Por Pablo Díaz, Consultor en marketing político

Eliminar la inflación de manera fácil. Pobreza cero. Lluvia de inversiones. Volver a comer asado. Heladera llena. Terminar con la argentina de los vivos que se zarpan contra la salud de la gente. Gobierno de científicos y no de CEOs, negando la posibilidad que llegue el coronavirus a la Argentina. Los 20 millones de vacunados en diciembre del 2020. Son algunas de las tantas promesas originadas desde lo más alto del poder político argentino en los últimos siete años en pos de ganar el apoyo de la gente.

Nadie puede estar en contra de tan altruistas ideales u objetivos, eso está claro, el problema está en la efectividad de su realización. Ninguno de ellos pudo ser concretado. Y reitero, son solo algunos mínimos ejemplos que rescaté del arcón de las promesas imprudentes de la política a las que podría sumar decenas más con solo repasar los dichos de gobernadores e intendentes en el mismo periodo.

Es sabido que no se ganan elecciones sin conseguir el apoyo popular. De allí que muchos candidatos se embarcan en propuestas y promesas de campaña tan inverosímiles como la de “dinamitar el banco central”, por ejemplo. Esto ya ha sido largamente estudiado en la historia y su conclusión magistralmente planteada en el llamado “Teorema de Baglini” (ex senador nacional de la UCR de los ’80) que sostiene que el grado de responsabilidad de las propuestas de un partido o dirigente político es directamente proporcional a sus posibilidades de acceder al poder.
Pero el apoyo popular se consigue de muchas maneras y no necesariamente con propuestas estrafalarias. De hecho, he asesorado varias campañas electorales donde mis clientes candidatos las ganaron sin decir una sola promesa ¡Ni una sola! Obvio que para lograrlo hay que conocer mucho al electorado y realizar buenos diagnósticos que identifiquen las verdaderas causas del voto. Cosa que la mayoría de los partidos y políticos no hacen, optando por volcarse a la promesa fácil.

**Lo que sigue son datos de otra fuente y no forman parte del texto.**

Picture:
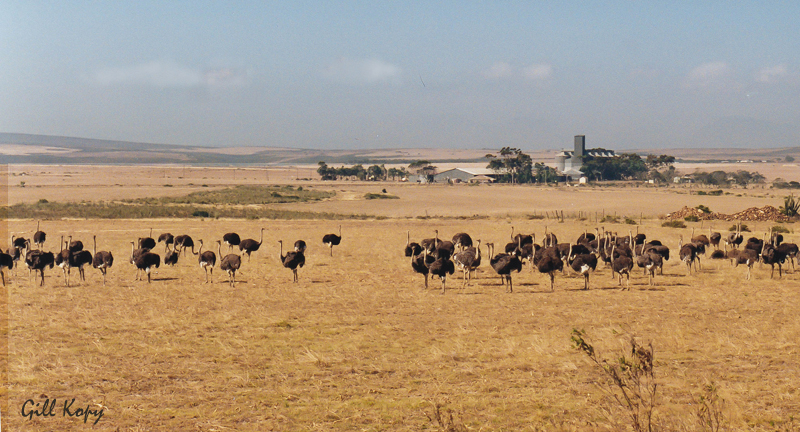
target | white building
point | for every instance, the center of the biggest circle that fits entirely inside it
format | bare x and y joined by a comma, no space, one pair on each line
569,163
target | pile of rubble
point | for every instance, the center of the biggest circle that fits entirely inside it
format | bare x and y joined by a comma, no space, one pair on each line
763,214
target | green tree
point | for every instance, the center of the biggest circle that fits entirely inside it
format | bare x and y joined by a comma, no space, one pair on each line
512,165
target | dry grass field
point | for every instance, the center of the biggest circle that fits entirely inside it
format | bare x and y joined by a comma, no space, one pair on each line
358,344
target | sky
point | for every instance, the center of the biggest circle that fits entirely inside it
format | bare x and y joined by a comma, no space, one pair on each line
400,74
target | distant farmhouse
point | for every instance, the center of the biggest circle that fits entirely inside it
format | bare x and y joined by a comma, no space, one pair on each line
459,175
466,175
568,163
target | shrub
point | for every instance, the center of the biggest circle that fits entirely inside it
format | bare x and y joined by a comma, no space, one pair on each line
609,219
380,196
781,229
674,224
790,207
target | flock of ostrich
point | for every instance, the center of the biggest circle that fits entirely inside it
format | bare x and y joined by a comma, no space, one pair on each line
440,258
429,257
143,257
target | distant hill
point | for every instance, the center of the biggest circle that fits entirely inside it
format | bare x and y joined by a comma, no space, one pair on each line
44,149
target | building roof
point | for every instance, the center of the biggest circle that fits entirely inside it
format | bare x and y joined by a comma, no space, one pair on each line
472,171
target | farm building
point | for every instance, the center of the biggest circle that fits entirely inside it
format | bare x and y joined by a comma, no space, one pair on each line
466,175
568,163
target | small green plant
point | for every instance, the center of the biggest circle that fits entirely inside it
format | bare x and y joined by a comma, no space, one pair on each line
443,417
710,406
790,207
630,381
380,196
673,224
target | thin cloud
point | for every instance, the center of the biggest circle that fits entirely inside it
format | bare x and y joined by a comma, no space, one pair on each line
503,70
362,71
538,72
499,71
772,74
714,74
168,75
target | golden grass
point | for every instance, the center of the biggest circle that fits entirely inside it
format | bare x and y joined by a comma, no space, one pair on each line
359,345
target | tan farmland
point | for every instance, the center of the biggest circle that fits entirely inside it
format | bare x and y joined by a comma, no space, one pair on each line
358,344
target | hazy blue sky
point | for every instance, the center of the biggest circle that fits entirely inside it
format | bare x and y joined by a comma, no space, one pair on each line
367,74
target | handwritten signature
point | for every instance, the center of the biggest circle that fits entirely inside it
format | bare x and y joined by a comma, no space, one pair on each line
31,409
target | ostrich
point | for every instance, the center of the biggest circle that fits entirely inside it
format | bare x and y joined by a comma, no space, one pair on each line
714,238
622,264
145,262
430,244
38,260
550,239
136,253
182,242
332,240
587,239
656,247
293,260
441,267
583,263
772,255
102,260
687,253
790,250
504,265
468,260
63,258
80,259
549,261
20,242
747,257
649,261
168,239
231,239
75,246
39,237
521,239
249,245
171,257
230,263
7,261
735,238
412,249
147,242
700,242
207,261
462,241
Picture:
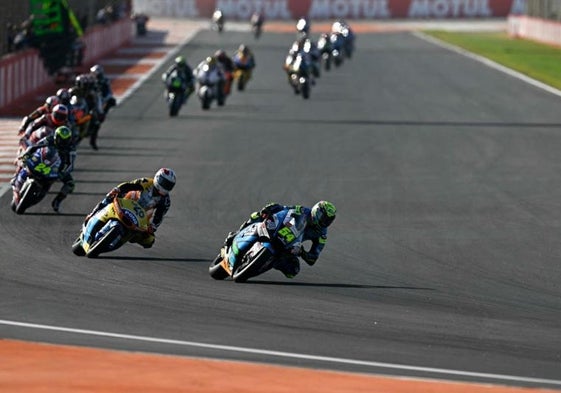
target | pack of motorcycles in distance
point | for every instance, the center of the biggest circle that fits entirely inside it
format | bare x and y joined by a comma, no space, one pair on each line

El problema se presenta cuando esos candidatos tienen la suerte de ganar la elección: cumplir sus promesas se transforma en una misión imposible. Y ahí empiezan los relatos que rescatan “las herencias recibidas” y el escudarse tras “los imponderables”. Las excusas típicas que la gente ya conoce y no cree más.

Los gobiernos pueden cometer muchos errores intentando hacer algo que creyeron necesario. Y la gente los entenderá. Ese no es el problema. El problema es cuando se defraudan las expectativas generadas. Cuando la gente se da cuenta que fue engañada y usada por el político o la política a la que le confió su futuro. Ese problema, que no es nuevo, se agrava mucho más en este tiempo de instantaneidad informativa gracias a las conexiones en redes que facilitó la digitalización de las comunicaciones.

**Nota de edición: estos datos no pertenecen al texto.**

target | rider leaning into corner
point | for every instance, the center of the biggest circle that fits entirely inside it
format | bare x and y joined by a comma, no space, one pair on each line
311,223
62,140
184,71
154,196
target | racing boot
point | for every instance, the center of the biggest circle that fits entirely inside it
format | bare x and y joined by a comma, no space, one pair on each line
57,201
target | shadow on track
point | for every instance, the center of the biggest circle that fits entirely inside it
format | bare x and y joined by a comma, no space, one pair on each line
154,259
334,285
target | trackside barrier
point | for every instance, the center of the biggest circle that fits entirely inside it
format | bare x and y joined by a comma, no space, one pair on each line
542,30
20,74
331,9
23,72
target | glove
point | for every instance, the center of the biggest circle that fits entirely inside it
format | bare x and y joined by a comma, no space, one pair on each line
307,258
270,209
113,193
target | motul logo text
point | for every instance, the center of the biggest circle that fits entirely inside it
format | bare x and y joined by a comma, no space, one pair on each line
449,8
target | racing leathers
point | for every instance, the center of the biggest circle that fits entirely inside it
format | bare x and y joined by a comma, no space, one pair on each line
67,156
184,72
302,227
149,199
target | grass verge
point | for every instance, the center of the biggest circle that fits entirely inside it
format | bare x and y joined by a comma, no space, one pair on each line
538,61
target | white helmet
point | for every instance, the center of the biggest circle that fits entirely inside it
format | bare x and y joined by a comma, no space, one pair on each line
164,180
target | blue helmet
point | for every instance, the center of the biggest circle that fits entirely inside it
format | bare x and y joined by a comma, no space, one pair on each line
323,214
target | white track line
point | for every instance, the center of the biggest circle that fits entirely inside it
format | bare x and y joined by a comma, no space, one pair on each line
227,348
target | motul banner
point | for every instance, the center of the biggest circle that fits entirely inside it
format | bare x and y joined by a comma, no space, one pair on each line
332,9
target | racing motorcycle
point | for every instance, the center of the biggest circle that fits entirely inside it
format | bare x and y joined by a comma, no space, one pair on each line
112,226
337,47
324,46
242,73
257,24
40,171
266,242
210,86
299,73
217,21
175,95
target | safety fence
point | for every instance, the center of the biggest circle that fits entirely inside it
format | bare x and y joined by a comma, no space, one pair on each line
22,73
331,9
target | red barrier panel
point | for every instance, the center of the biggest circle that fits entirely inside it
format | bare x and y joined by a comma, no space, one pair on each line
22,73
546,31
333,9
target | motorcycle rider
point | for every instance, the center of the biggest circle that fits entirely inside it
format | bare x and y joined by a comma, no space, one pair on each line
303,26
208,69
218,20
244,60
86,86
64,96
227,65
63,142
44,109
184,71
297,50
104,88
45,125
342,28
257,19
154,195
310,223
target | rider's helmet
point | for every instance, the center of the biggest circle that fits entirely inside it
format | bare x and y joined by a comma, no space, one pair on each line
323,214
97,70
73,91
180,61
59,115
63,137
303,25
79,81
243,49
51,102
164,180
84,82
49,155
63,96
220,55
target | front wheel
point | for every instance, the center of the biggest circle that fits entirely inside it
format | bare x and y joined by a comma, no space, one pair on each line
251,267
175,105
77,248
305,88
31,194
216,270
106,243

Y el problema que tiene la política con las redes sociales no es solo que sus líderes no sepan cómo usarlas para conectar con sus electores y gobernados sino, y fundamentalmente, se centra en las conversaciones de esos electores y gobernados que los interpelan, directamente y en tiempo real, a la par que en forma colectiva van construyendo nuevas agendas políticas muy diferentes a las que proponen las elites de poder.  Allí se gestan los caldos de cultivo que terminan, por ejemplo, en crisis populares como las de Chile y Ecuador de 2019 y Colombia de este año. Crisis de representación política que el resto del continente americano no está exenta de sufrir.

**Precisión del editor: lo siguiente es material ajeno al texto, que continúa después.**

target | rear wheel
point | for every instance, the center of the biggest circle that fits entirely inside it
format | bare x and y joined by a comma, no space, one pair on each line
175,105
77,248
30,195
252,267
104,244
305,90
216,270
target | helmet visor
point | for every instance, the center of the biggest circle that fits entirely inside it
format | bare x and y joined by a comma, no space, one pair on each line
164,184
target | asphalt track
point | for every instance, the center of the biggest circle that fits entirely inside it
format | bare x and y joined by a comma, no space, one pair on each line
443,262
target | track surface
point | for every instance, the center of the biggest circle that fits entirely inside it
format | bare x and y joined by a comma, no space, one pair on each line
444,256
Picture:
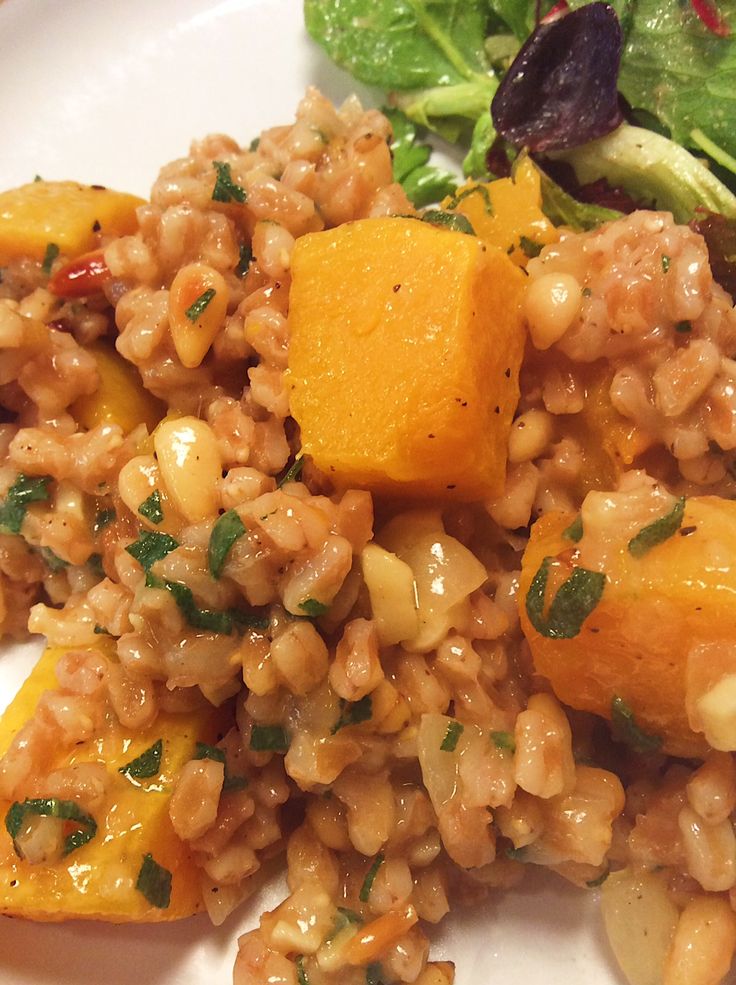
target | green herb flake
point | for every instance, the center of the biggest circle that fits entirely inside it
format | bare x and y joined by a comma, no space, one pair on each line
657,532
26,489
65,810
312,608
146,765
370,878
154,882
292,473
454,221
301,975
374,974
197,308
504,741
530,247
353,713
150,508
226,190
102,519
626,729
53,562
269,738
575,531
227,530
230,782
52,252
452,735
575,600
246,255
150,547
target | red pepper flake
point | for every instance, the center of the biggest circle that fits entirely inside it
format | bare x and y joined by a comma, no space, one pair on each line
711,18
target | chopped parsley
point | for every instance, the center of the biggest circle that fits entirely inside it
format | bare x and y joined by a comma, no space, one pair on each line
452,735
150,508
227,529
146,765
504,741
455,221
150,547
102,519
154,882
657,532
370,878
530,247
52,252
26,489
65,810
226,190
575,531
353,713
575,600
230,782
313,608
269,738
197,308
246,255
626,729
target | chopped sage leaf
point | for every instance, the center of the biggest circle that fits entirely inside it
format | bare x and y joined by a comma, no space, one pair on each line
292,473
626,729
52,252
370,878
226,190
102,519
353,713
313,608
65,810
575,600
227,529
197,308
150,547
575,531
53,562
146,765
455,221
26,489
246,255
452,735
269,738
657,532
150,508
301,975
504,741
530,247
154,882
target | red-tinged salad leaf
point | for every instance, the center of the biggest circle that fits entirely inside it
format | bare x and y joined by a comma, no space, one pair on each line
560,90
719,234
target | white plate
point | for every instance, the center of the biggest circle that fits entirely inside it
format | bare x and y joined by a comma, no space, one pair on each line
106,93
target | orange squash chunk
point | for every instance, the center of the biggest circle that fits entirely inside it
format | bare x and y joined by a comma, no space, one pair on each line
70,215
405,347
654,610
97,881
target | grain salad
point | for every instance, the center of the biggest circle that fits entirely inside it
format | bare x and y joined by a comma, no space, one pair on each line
389,546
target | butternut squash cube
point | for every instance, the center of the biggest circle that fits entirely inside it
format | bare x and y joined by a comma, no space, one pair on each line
98,880
663,631
405,347
120,398
72,216
507,212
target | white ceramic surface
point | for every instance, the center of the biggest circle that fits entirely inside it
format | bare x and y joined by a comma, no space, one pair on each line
106,92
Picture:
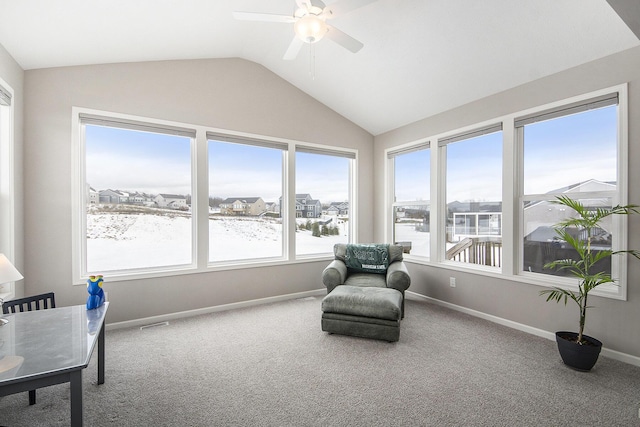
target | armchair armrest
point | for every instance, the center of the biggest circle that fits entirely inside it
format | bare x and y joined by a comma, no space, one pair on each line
398,276
334,274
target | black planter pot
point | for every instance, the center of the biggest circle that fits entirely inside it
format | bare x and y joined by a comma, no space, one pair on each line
581,357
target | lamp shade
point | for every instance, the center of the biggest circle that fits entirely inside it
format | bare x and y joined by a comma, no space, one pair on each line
8,272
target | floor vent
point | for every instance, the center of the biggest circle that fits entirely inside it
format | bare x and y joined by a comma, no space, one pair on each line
154,325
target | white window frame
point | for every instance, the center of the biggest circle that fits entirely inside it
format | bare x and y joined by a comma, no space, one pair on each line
309,148
619,196
200,193
7,182
390,155
512,191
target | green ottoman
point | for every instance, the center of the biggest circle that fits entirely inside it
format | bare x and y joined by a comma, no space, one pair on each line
368,312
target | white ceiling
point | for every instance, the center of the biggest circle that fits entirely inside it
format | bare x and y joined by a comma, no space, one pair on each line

En Argentina por caso, hoy no existe encuestadora que no haya medido este fenómeno y que registre en altos valores negativos la valoración de los líderes y del sistema de poder vigente.
Son contados con los dedos de una mano los líderes políticos cuya imagen positiva supere la negativa, incrementando a valores más que preocupantes el descreimiento de los electores y ciudadanos con todo el sistema institucional (político, judicial, empresarial, gremial, etc.). Aquel viejo axioma que reza sobre la necesidad de “gobernar para las próximas generaciones y no para las próximas elecciones”, adquiere así una urgencia vital para la salud de nuestra democracia.